As an example, HashiCorp included Jepsen test results in their Consul documentation: https://consul.io/docs/internals/jepsen.html


As Kyle himself mentioned (I think it might even be in relation to this document), Jepsen cannot prove that your software is safe, only prove that it isn't.

He even called them out for modifying timeout value to pass the tests[1].

[1] https://aphyr.com/posts/316-call-me-maybe-etcd-and-consul


> Jepsen cannot prove that your software is safe, only prove that it isn't.

This doesn't just apply to Jepsen but to all software tests. You only ever test a finite set of scenarios, so you can't really ever guarantee your software is 'safe'/bug-free - only that it does not fail in common/expected scenarios.


Depending on how large "software tests" is in your mind this can easily be not the case.

Kyle often mentions the tool TLA+ which enables complete and total formal analysis of certain systems. This can be a test which is complete and therefore a positive proof of correctness.

It's also not difficult to test smaller components of your system if you note that the state space here is small enough to be exhausted.

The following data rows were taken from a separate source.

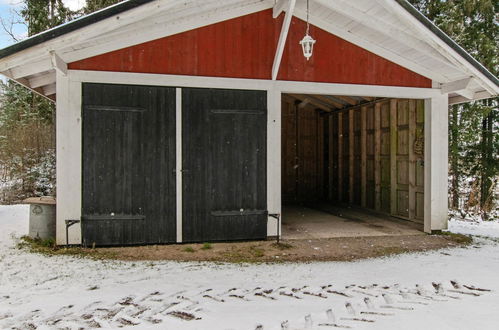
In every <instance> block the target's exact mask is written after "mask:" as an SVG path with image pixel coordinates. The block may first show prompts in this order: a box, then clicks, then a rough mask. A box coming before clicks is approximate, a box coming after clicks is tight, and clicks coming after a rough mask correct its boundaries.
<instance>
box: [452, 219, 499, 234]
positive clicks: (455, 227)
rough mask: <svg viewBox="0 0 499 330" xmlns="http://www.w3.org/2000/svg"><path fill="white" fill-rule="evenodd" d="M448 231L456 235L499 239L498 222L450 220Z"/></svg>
mask: <svg viewBox="0 0 499 330" xmlns="http://www.w3.org/2000/svg"><path fill="white" fill-rule="evenodd" d="M449 231H450V232H452V233H456V234H463V235H473V236H481V237H493V238H499V221H497V220H495V221H482V220H480V219H477V220H476V221H468V220H458V219H451V220H450V221H449Z"/></svg>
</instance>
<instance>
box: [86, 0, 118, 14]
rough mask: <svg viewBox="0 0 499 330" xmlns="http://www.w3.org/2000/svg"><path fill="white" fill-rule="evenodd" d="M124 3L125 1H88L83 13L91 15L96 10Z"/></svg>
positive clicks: (91, 0) (96, 0)
mask: <svg viewBox="0 0 499 330" xmlns="http://www.w3.org/2000/svg"><path fill="white" fill-rule="evenodd" d="M122 1H124V0H87V4H86V5H85V7H84V8H83V13H84V14H90V13H93V12H94V11H96V10H100V9H102V8H106V7H109V6H112V5H114V4H117V3H118V2H122Z"/></svg>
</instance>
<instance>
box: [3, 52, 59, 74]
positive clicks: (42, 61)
mask: <svg viewBox="0 0 499 330" xmlns="http://www.w3.org/2000/svg"><path fill="white" fill-rule="evenodd" d="M9 70H10V73H11V75H12V78H13V79H19V78H24V77H28V76H32V75H35V74H37V73H40V72H44V71H49V70H52V61H51V59H50V57H48V56H46V57H45V58H43V59H41V60H38V61H36V62H31V63H26V64H23V65H19V66H15V67H13V68H10V69H9Z"/></svg>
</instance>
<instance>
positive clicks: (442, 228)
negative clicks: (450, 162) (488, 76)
mask: <svg viewBox="0 0 499 330" xmlns="http://www.w3.org/2000/svg"><path fill="white" fill-rule="evenodd" d="M448 107H449V101H448V95H447V94H443V95H438V96H434V97H432V98H430V99H426V100H425V130H424V131H425V144H424V146H425V147H424V154H425V157H424V231H425V232H427V233H432V232H435V231H440V230H444V229H447V220H448V198H447V195H448V188H447V186H448V181H447V180H448V172H449V170H448V164H449V162H448V153H449V152H448V120H449V116H448V111H449V110H448Z"/></svg>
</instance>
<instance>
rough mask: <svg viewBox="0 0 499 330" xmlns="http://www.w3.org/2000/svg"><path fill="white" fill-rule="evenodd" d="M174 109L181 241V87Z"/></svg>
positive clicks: (175, 171) (176, 91) (181, 201)
mask: <svg viewBox="0 0 499 330" xmlns="http://www.w3.org/2000/svg"><path fill="white" fill-rule="evenodd" d="M175 94H176V97H175V103H176V106H175V108H176V110H175V131H176V132H175V135H176V147H175V148H176V165H175V167H176V171H175V173H176V174H175V177H176V185H175V186H176V187H177V193H176V196H177V205H176V209H177V214H176V216H177V222H176V227H177V243H182V224H183V222H182V221H183V219H182V207H183V204H182V193H183V185H182V88H177V89H176V93H175Z"/></svg>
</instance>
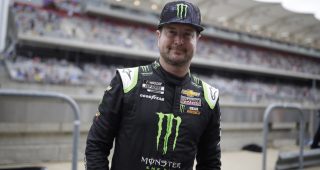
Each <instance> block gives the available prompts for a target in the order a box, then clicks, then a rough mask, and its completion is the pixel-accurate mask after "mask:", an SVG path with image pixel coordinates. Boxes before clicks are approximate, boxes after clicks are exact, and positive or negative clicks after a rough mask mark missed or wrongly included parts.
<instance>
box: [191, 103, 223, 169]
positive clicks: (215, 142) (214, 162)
mask: <svg viewBox="0 0 320 170" xmlns="http://www.w3.org/2000/svg"><path fill="white" fill-rule="evenodd" d="M211 111H213V114H212V116H211V120H210V122H209V124H208V126H207V128H206V130H205V131H204V133H203V134H202V136H201V138H200V142H199V144H198V152H197V156H196V159H197V166H196V170H220V169H221V148H220V138H221V128H220V120H221V113H220V106H219V100H218V101H217V103H216V105H215V107H214V109H213V110H211Z"/></svg>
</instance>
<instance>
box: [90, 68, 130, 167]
mask: <svg viewBox="0 0 320 170" xmlns="http://www.w3.org/2000/svg"><path fill="white" fill-rule="evenodd" d="M123 95H124V93H123V87H122V83H121V78H120V76H119V74H118V73H117V74H116V76H115V77H114V78H113V80H112V81H111V83H110V86H109V87H108V88H107V90H106V91H105V93H104V96H103V98H102V101H101V103H100V104H99V108H98V112H97V113H96V116H95V117H94V119H93V123H92V125H91V128H90V130H89V134H88V137H87V145H86V149H85V161H86V169H87V170H109V160H108V156H109V154H110V150H111V148H112V146H113V141H114V138H115V136H116V134H117V131H118V129H119V125H120V121H121V114H120V108H121V105H122V99H123Z"/></svg>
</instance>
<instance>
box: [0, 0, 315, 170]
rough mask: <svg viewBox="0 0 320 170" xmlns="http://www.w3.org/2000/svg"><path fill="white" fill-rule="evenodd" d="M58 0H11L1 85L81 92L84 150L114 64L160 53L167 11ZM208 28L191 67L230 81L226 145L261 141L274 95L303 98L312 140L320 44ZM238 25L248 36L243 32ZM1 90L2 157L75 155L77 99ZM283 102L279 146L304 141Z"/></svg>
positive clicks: (261, 142) (128, 65) (297, 122)
mask: <svg viewBox="0 0 320 170" xmlns="http://www.w3.org/2000/svg"><path fill="white" fill-rule="evenodd" d="M49 2H50V1H49ZM53 2H54V1H51V3H49V4H46V3H43V1H41V0H38V1H24V0H15V1H13V2H12V3H11V4H10V8H9V9H10V10H9V11H10V12H9V13H10V16H9V25H10V27H9V30H8V44H7V46H6V50H4V52H3V53H2V54H1V63H0V89H16V90H17V91H21V90H37V91H43V92H59V93H63V94H66V95H68V96H71V97H72V98H73V99H75V101H76V102H77V103H78V104H79V106H80V121H81V129H80V132H81V138H80V147H79V150H80V151H79V153H78V155H79V158H80V160H81V159H82V157H83V156H84V155H83V152H84V145H85V138H86V135H87V132H88V130H89V126H90V125H91V121H92V117H93V116H94V114H95V112H96V108H97V106H98V103H99V101H100V99H101V97H102V95H103V92H104V90H105V88H106V87H107V86H108V84H109V82H110V81H111V79H112V77H113V76H114V75H115V70H116V69H117V68H123V67H130V66H136V65H142V64H147V63H150V62H151V61H153V60H155V59H157V58H158V56H157V55H158V52H157V50H158V49H157V40H156V36H155V30H156V24H157V23H156V22H155V21H157V20H158V16H157V14H155V13H153V12H150V11H149V12H146V11H139V10H137V9H135V8H129V7H127V6H119V5H110V4H109V3H106V2H105V1H101V0H92V1H91V0H90V1H85V2H82V3H80V2H81V1H80V0H74V1H61V2H60V1H59V2H55V3H53ZM107 9H108V10H107ZM106 11H107V12H106ZM207 30H208V31H207V32H205V33H204V35H203V36H202V37H201V39H200V42H199V44H198V48H197V56H195V58H194V60H193V63H192V67H191V71H192V72H194V73H195V74H197V75H198V76H199V77H201V78H202V79H204V80H205V81H206V82H208V83H209V84H211V85H213V86H215V87H217V88H219V89H220V91H221V97H220V98H221V99H220V100H221V108H222V113H223V114H222V133H223V139H222V149H223V151H224V152H228V151H239V150H241V148H242V147H243V146H245V145H247V144H251V143H255V144H258V145H261V143H262V133H261V132H262V129H263V123H262V120H263V113H264V109H265V108H266V107H267V106H268V105H269V104H272V103H282V104H283V103H294V104H298V105H300V106H301V108H302V109H303V112H304V118H305V127H306V128H305V132H306V135H305V141H304V142H305V143H306V144H307V143H308V142H309V141H310V139H311V137H312V136H311V135H313V132H314V126H315V120H314V119H315V118H316V115H315V110H316V109H318V108H319V107H320V106H319V103H320V86H319V85H320V67H319V66H320V56H319V54H320V52H318V53H317V51H318V50H319V49H317V50H313V51H316V52H315V53H314V52H310V51H309V52H308V51H307V52H305V51H303V50H302V52H301V51H299V52H297V51H296V50H289V49H287V47H288V46H289V47H290V44H289V45H288V43H286V42H279V41H276V40H273V39H268V38H263V39H262V38H261V37H258V36H254V35H248V34H246V33H239V32H236V31H230V30H226V29H222V28H218V27H214V26H212V27H210V28H208V29H207ZM239 35H241V36H240V37H244V38H242V39H241V40H239V38H238V37H239ZM243 39H245V40H246V41H244V40H243ZM270 41H274V42H276V43H279V44H280V45H279V47H276V48H275V47H274V46H273V45H270ZM255 42H257V43H255ZM282 46H283V48H282ZM298 46H299V45H298ZM280 47H281V48H280ZM285 47H286V48H285ZM300 47H301V46H300ZM301 48H303V49H304V47H301ZM0 100H1V101H2V102H0V108H2V109H1V114H2V115H3V116H1V118H0V127H1V130H0V138H1V139H0V144H1V146H0V167H1V164H14V163H16V162H18V163H30V162H37V161H38V162H39V161H42V162H45V161H53V162H54V161H65V160H68V161H70V160H71V154H70V153H71V145H72V144H71V142H70V141H71V140H70V141H69V138H70V139H71V135H72V128H71V127H72V124H71V123H70V122H71V121H72V116H70V115H64V114H63V113H65V112H71V109H70V108H68V107H67V106H66V105H65V104H64V103H62V102H61V101H56V100H49V99H48V100H47V99H46V100H43V99H31V98H24V97H23V98H18V97H9V99H7V98H4V97H2V96H0ZM50 103H52V104H51V105H50ZM33 106H34V107H33ZM22 112H23V113H22ZM43 112H46V113H45V114H44V113H43ZM276 112H277V114H276V115H273V116H272V117H271V119H272V121H273V122H275V123H270V126H271V127H272V135H271V139H270V140H269V144H270V147H273V148H276V149H278V148H279V147H283V146H287V145H293V146H295V145H296V144H297V140H298V133H297V129H298V127H299V126H300V125H299V124H298V122H299V121H298V117H296V116H293V115H292V114H290V113H291V112H292V111H288V110H281V109H280V110H276ZM288 113H289V114H288ZM39 122H40V123H39ZM8 127H9V128H8ZM234 138H237V140H234ZM36 139H37V141H36ZM19 153H25V154H22V155H20V156H17V155H19ZM27 153H28V154H27ZM30 155H31V156H30ZM0 169H1V168H0Z"/></svg>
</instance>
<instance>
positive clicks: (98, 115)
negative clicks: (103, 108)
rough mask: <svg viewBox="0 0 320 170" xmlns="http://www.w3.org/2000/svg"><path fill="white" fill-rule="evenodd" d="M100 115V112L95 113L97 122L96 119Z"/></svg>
mask: <svg viewBox="0 0 320 170" xmlns="http://www.w3.org/2000/svg"><path fill="white" fill-rule="evenodd" d="M100 115H101V113H100V112H97V113H96V121H97V120H98V118H99V116H100Z"/></svg>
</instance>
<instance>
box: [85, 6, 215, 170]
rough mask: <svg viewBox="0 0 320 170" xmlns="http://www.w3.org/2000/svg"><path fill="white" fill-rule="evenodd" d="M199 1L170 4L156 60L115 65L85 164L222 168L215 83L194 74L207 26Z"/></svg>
mask: <svg viewBox="0 0 320 170" xmlns="http://www.w3.org/2000/svg"><path fill="white" fill-rule="evenodd" d="M200 22H201V15H200V11H199V9H198V7H196V6H194V5H193V4H191V3H189V2H185V1H174V2H169V3H167V4H166V5H165V6H164V8H163V10H162V13H161V17H160V24H159V25H158V30H157V37H158V47H159V50H160V58H159V60H157V61H155V62H153V63H152V64H150V65H146V66H140V67H134V68H127V69H118V71H117V74H116V76H115V78H114V79H113V80H112V81H111V84H110V86H109V87H108V88H107V90H106V91H105V94H104V97H103V99H102V101H101V104H100V106H99V112H97V114H96V116H95V118H94V121H93V125H92V127H91V129H90V132H89V135H88V139H87V147H86V161H87V163H86V166H87V169H88V170H100V169H101V170H102V169H103V170H105V169H108V165H109V162H108V160H107V157H108V155H109V153H110V149H111V148H112V146H113V140H114V139H115V148H114V155H113V158H112V163H111V169H112V170H169V169H174V170H179V169H180V170H192V169H193V164H194V160H195V158H196V161H197V165H196V169H197V170H220V166H221V162H220V154H221V150H220V109H219V103H218V93H219V92H218V90H217V89H215V88H213V87H211V86H210V85H208V84H207V83H205V82H203V81H201V80H199V79H198V78H197V77H195V76H193V75H191V74H190V73H189V67H190V63H191V59H192V57H193V55H194V53H195V51H196V45H197V42H198V39H199V37H200V32H201V31H203V27H202V26H201V25H200Z"/></svg>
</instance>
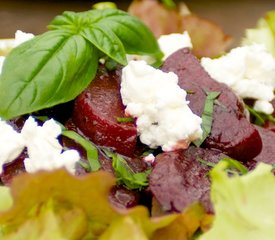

This is a very important thing to look in to in serious, important components of a software system.

Finally, though it's futuretech today still, dependent types offer a general system for embedding proofs of correctness directly into code thus elevating positive proof to a computational artifact just like any other.


Type systems and proofs have their limitations, if just because for a proof to be worth anything, I need a perfect description of what I want, and that doesn't make any sense outside of trivial cases.

I once worked with a relatively well known, prove everything developer that you might know by name. He's written books and everything. He built an algorithm to make a distributed system of equal peers figure out when it needed to start more nodes, or could shut some of them down. He wrote a proof, in code. He wrote a paper. When in production, the system would not work as advertised, and he blamed it on other pieces, because the algorithm was proven correct! So the problem stayed there for months.

After he left the company, I decided to figure the problem out, so I read through the proofs, the paper, and the code: All the single letter variables you could possibly want. I figured out that yes, the algorithm was flawless, as long as every operation in the system was atomic and instantaneous. Instead of the proof, I built a small simulator that didn't have such flawed assumptions, and got the exact same behavior as the production system. So the proof was perfect, as long as we made assumptions that are impossible in our universe. And the entire algorithm was less than 200 lines of code.

So whenever we have a reality that is difficult to model (and let me tell you, distributed systems fit the bill), dependent types will not save you, haskell or no haskell. Proofs will always be limited by your assumptions.

So while the tools you mention are nice. They hit the same limits as everything else we build. Whether to write a proof in idris, use generative testing, or just some example testing, is really all a tradeoff, but you will never escape from bad specification, as all specifications are bad.


Sure, never indicated otherwise I hope!

But that said, the style of analysis is totally different in each case. It's not true that you can never prove correctness. It's just a certain option with certain tradeoffs.

And there are success stories! Tons of older ones back when proof was a major component of compute programming. More modern ones like validated C kernels and compilers.


I don't know of any case in industry where TLA+ has been used to prove a spec correct. AFAIK it's only been used for model checking. Read the "Formal Methods at AWS" paper for details.